Елена Холмогорова - Рама для молчания
Зато остались «Записные книжки» Ильи Арнольдовича Ильфа.
Илья Эренбург в книге «Люди, годы, жизнь» писал об Ильфе: «Он умер в чине Чехонте, а он как-то сказал мне: «Хорошо бы написать рассказ вроде “Крыжовника” или “Душечки”…» – И дальше, со ссылкой на авторитет Евгения Петрова: «Мне тоже кажется, что записные книжки Ильфа не только замечательный документ, но и прекрасная проза. Он сумел выразить ненависть к пошлости и ужас перед ней».
Если говорить о чинах, то Эренбург, пожалуй, не совсем прав. Все-таки ранг Чехонте предполагает, как в молодые годы самого Чехова, как в пору работы в «Гудке» молодых фельетонистов Ильфа и Петрова, юмор чистый и беззаботный, не отягощенный той глубокой печалью и зрелостью мыслителя, которые проглядывают со страниц «Золотого теленка» и которыми с каждым годом преисполняются записные книжки Ильфа.
Теперь «Записные книжки» изданы полностью, без купюр и в хронологическом порядке. Сохранены даже записи совсем незначительные – материалы для газетных очерков, путевые заметки, телефоны знакомых, подсчеты истраченных денег, книг, взятых почитать, игра в слова – любимое развлечение русских интеллигентов на советских собраниях, списки сделанных фотоснимков и проч.

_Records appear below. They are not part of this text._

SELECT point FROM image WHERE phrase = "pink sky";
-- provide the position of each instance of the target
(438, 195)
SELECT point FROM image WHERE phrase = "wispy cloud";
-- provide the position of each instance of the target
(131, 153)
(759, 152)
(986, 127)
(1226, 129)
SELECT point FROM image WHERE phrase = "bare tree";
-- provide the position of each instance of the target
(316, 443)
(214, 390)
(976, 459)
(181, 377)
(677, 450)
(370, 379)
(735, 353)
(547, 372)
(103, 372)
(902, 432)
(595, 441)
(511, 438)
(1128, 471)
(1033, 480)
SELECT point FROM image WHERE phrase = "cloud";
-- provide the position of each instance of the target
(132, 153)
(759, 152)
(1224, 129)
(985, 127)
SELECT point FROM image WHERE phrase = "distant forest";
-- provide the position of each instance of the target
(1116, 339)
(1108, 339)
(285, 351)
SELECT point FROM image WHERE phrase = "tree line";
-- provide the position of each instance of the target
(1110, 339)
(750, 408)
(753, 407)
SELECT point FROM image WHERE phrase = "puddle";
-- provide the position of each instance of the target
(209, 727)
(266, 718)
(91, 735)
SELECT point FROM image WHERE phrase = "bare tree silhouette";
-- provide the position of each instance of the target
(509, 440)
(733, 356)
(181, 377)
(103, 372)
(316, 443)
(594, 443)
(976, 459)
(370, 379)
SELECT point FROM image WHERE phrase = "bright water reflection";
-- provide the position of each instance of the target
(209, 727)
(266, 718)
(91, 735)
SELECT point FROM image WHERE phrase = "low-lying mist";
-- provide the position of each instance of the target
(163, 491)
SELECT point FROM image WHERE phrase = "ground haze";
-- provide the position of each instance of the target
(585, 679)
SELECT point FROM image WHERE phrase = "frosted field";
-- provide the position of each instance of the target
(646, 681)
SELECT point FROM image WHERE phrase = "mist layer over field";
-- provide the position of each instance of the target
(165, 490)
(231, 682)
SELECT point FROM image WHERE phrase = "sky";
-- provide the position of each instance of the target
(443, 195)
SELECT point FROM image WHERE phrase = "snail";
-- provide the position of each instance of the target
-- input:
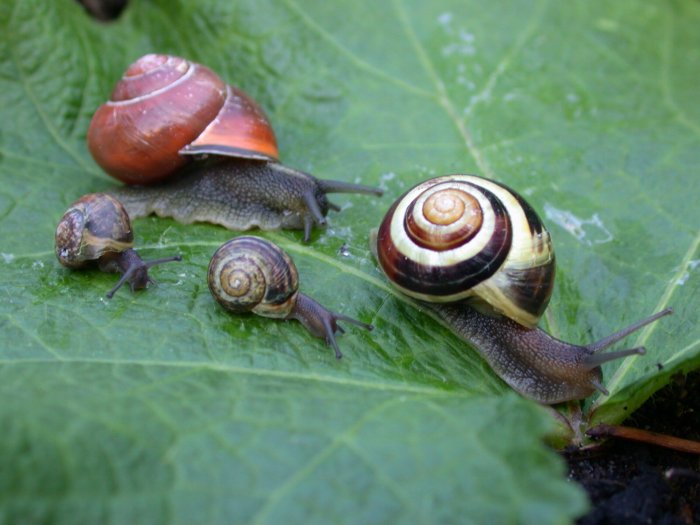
(165, 110)
(96, 230)
(477, 254)
(250, 274)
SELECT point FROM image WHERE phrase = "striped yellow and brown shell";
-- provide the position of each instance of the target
(463, 237)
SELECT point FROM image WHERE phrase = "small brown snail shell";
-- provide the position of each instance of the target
(96, 231)
(164, 111)
(250, 274)
(476, 253)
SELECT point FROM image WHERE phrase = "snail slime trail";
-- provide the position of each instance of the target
(476, 253)
(166, 110)
(250, 274)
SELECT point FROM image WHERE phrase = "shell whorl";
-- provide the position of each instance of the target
(166, 108)
(95, 224)
(459, 237)
(250, 274)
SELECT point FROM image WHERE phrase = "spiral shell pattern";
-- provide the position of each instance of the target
(165, 108)
(250, 274)
(461, 237)
(95, 224)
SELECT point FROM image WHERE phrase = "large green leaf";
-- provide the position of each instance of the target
(160, 407)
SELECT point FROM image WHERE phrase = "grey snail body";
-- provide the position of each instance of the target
(96, 231)
(165, 111)
(250, 274)
(478, 255)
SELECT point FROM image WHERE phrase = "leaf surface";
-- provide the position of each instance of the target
(159, 407)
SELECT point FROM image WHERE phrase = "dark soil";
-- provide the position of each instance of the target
(634, 483)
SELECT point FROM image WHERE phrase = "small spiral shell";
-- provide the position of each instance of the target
(460, 236)
(165, 108)
(250, 274)
(95, 224)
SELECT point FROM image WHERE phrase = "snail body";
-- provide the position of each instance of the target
(478, 255)
(96, 231)
(166, 110)
(250, 274)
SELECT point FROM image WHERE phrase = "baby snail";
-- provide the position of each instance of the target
(249, 274)
(165, 110)
(96, 230)
(480, 257)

Впрочем, Илья Ильф незадолго до смерти догадался, что его наброски какую-то самостоятельную ценность имеют. А может, причиной тут была вовсе не догадка, а то обстоятельство, что в путешествии по Америке Илья Арнольдович купил пишущую машинку и на этом душевном хламе отрабатывал технику скоропечатанья. Так что не будь той счастливой покупки, не видали б мы тщательно отобранных, подредактированных записей последнего года его жизни. Сюда же автор перенес фразы из нескольких предыдущих книжек. Шутки грубые, брутальные остались ждать своего часа между телефонами знакомых и рисуночками лихим пером. Блокноты, заведенные до 1936 года, так и застряли, забытые, в карманах изношенных пиджаков и в тумбочках письменного стола.

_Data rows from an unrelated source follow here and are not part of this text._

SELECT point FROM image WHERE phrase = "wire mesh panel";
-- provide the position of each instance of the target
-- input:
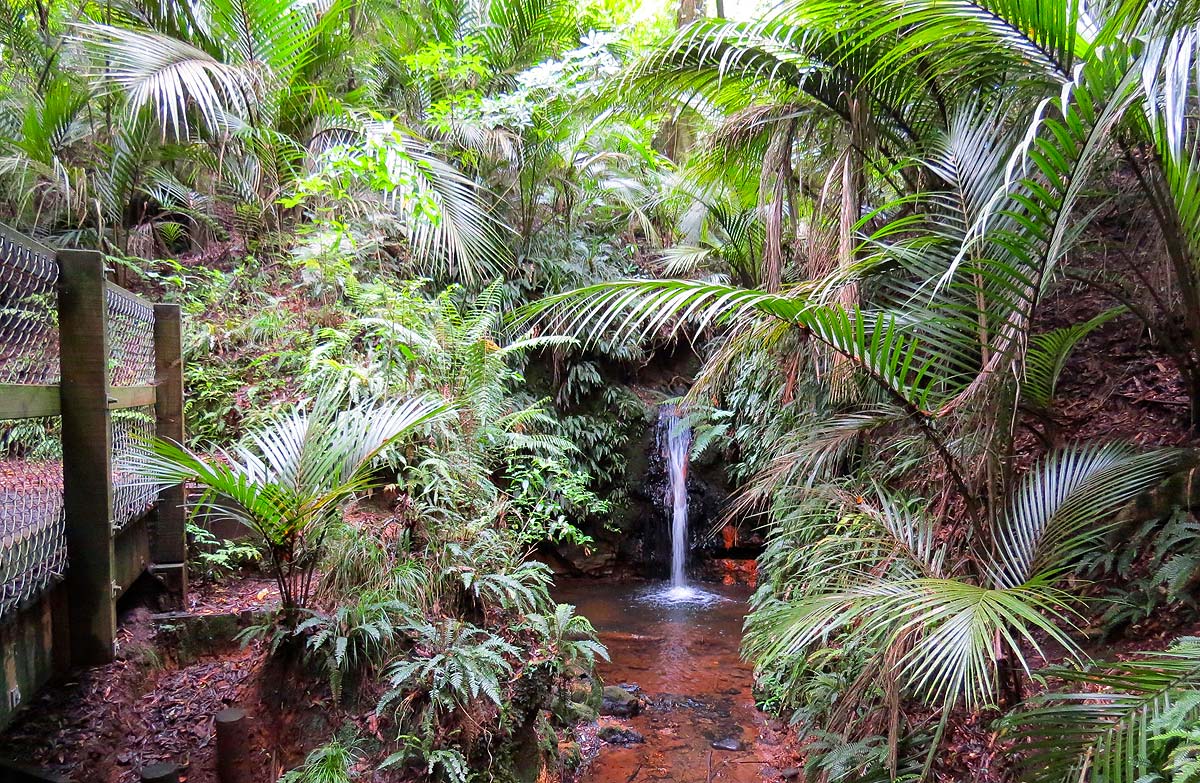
(131, 357)
(132, 429)
(130, 339)
(29, 341)
(33, 543)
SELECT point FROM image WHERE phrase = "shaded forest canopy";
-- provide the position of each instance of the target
(924, 276)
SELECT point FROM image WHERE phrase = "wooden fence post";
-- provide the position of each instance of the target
(168, 550)
(87, 450)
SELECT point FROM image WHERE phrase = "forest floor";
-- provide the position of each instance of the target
(105, 723)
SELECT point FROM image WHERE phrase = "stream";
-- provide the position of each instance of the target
(681, 651)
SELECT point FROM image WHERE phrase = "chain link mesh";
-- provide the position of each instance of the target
(33, 526)
(130, 339)
(33, 530)
(132, 429)
(29, 306)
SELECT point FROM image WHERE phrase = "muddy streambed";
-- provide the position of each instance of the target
(679, 657)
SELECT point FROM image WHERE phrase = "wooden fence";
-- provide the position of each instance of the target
(88, 372)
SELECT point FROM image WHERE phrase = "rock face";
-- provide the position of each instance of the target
(619, 703)
(635, 537)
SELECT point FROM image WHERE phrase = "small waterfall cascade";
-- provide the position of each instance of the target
(675, 436)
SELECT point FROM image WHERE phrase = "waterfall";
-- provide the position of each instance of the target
(676, 438)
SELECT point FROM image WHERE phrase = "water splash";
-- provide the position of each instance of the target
(676, 440)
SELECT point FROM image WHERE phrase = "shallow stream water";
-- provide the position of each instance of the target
(681, 652)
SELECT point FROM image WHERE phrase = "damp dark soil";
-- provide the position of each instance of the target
(697, 718)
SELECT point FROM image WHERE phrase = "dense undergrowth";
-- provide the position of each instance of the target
(423, 247)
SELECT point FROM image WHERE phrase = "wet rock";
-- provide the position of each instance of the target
(619, 703)
(727, 743)
(619, 735)
(570, 754)
(579, 712)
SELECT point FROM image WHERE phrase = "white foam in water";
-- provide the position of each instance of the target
(681, 596)
(676, 444)
(676, 441)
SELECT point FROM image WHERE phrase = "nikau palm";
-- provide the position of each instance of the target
(291, 480)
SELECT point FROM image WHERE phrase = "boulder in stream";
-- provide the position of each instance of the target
(619, 703)
(615, 734)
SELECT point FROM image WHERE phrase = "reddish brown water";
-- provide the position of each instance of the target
(684, 661)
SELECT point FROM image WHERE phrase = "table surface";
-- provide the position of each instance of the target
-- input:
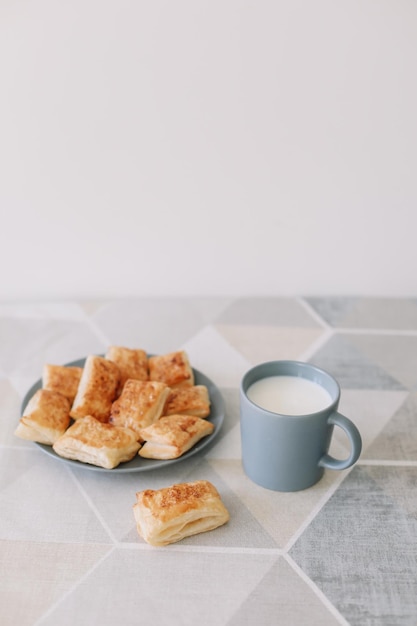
(341, 552)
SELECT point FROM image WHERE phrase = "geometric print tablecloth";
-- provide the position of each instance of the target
(341, 552)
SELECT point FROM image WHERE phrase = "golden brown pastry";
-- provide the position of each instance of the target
(171, 436)
(62, 378)
(97, 389)
(45, 418)
(170, 514)
(131, 363)
(140, 404)
(174, 369)
(188, 401)
(90, 441)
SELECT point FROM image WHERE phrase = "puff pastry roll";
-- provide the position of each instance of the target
(62, 378)
(97, 389)
(45, 418)
(90, 441)
(170, 514)
(139, 405)
(171, 436)
(188, 401)
(132, 363)
(174, 369)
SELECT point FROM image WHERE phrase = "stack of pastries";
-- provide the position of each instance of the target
(117, 406)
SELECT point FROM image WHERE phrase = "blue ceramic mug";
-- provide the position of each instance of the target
(289, 451)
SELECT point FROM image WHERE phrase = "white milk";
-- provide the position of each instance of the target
(289, 395)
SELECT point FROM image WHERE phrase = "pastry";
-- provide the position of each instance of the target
(45, 418)
(62, 378)
(171, 436)
(90, 441)
(131, 363)
(97, 389)
(170, 514)
(139, 405)
(188, 401)
(174, 369)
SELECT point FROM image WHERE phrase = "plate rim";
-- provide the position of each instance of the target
(216, 399)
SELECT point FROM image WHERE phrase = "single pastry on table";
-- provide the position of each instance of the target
(171, 436)
(97, 389)
(45, 418)
(90, 441)
(139, 405)
(188, 401)
(132, 363)
(173, 369)
(172, 513)
(62, 378)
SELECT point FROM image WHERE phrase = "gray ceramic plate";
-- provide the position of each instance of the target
(138, 464)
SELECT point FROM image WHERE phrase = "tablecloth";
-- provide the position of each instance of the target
(341, 552)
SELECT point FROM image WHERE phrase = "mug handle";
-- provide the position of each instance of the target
(336, 419)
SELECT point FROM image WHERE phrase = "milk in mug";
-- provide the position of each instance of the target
(289, 395)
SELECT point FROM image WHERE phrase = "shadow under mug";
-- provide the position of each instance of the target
(287, 452)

Самые первые книжки – за 1925 год – разочаруют искателя смешного, они могут показаться даже скучными – это все заметки командированного в Среднюю Азию журналиста железнодорожной газеты. Литература пока – в мечтах, отложенных на неведомое «завтра», которое, как известно, не у каждого наступает. Но уже проглядывают львиные коготки ильфовского стиля: острый глаз, лиризм и тонкий слух на отрыв от содержания его словесной формы. «28° Реомюр в тени. В такой атмосфере облачка кажутся ватой, лежащей на операционном столе». Странный эффект: описывается несносная жара, но образ ваты на операционном столе создает ощущение прохлады. Таково вообще свойство Ильфа – его сравнения, взятые вроде бы наугад, сводят понятия почти, а то и абсолютно несоединимые. Чаще всего на этом месте возникает комизм, здесь же – чистая лирика: расширяется ассоциативное поле, и далекие друг от друга слова обживаются в единой фразе. Это ведь зависит от задачи: все примиряющий лиризм или едкая, как соль на ране, сатира. Лирика и сатира всегда рядом, у Ильфа же нередко в пределах одной записи.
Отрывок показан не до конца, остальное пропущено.